As for the scandal of their selling newsprint for profit, Poddar was getting increasingly disenchanted with the way Gita Press was run, though he was still editor-in-chief, and he was a towering figure. He was a patriarch given respect on paper, but a lot of people in the trust were not listening to him. Time and again, he would say, ‘This is not the Gita Press which was started in 1923. This is not my idea of Gita Press.’ The deterioration had set in. New people in the trust were trying to make money on the side, selling newsprint. Poddar was increasingly distancing himself from the press, even living [at the other end of] Gorakhpur. He kept his papers to himself, they never went to the Gita Press archive.

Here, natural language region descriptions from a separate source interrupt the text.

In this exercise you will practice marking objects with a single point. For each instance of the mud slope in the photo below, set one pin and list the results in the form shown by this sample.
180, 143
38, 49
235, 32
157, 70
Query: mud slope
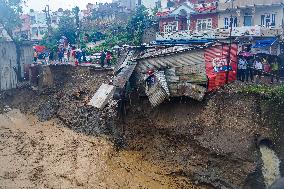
211, 142
37, 154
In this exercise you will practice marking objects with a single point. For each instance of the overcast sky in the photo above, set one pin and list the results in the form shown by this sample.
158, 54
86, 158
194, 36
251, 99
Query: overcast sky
55, 4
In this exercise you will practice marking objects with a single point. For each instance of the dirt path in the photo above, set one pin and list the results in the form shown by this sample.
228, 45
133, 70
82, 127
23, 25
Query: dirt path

Despite all this, until his death in 1971, the clout of Poddar managed to save them from all of these scandals.

Even the Noakhali incident, pamphlets were being printed in various places, and they were all raided—it was a serious offence, but the ICS officer in charge does nothing except warn the editor; I don’t think anyone else would have got off as easily. Poddar was an extremely well-connected man. No other press could have survived. When Chand brought out issues on Marwaris and Kayasthas, they faced such problems from the colonial government. Whereas Kalyan faced no such thing—only one or two issues were banned; and people never thought of them as political, it was seen as religious and doing noble work.

You’ve made a reference to a book by Pandey Bechan Sharma (Ugra) called Chocolate (1927), which speaks about homosexuality among middle-class married men, Hindu and Muslim. You know, one grows up hearing about all these cases against the likes of Manto and Chughtai, but somehow he doesn’t seem to have got in as much trouble.

Yeah, Ugra didn’t face that many problems. In the Hindi literary world, though, it was a complete shocker: like, what is he writing, what is he alluding to, what is he saying? The American anthropologist Lawrence Cohen sent me his article on the Holi literature of Benares. During holi, these stories which we would not call pornography, would be published in a journal on the eve of Holi—and you find that homosexuality is very common in those stories.

But for a high class of literature to talk about it, it became a big scandal. But [Ugra] didn’t face the kind of problem Manto faced. Even now [writing about homosexuality] in this country is a big problem—despite having so many great writers and literature coming out around that, we are still not comfortable around it. So, purists and conservatives attacked Ugra and he became a bit of a pariah for some time, but he was a big name and he continued, unabated.

You make a fleeting reference to another scandal—comfort women for the Indian army. You have a woman called Anusuya writing to Poddar about how she and other women were made to have sex with 24 jawans for 15 minutes each, and paid 10 rupees per jawan. What came of it?

I don’t know what happened. I tried to dig up more on it, but everyone in the army said you will never find written records for it, but it’s very common. During the first world war, in the Middle East, apparently 5,000 Egyptian women were brought for soldiers posted there [from the British Indian Army]. I spoke to a lot of retired army men, to my friends who covered defence and so on, and everyone said this is a done thing, getting women for the army, there’s a system in place; but you won’t find a written record.

So, when this lady who was offended by what was happening wrote to Poddar, asking him to do something about it, he wrote to Charan Singh, who was defence minister at the time. But I couldn’t find out what happened after.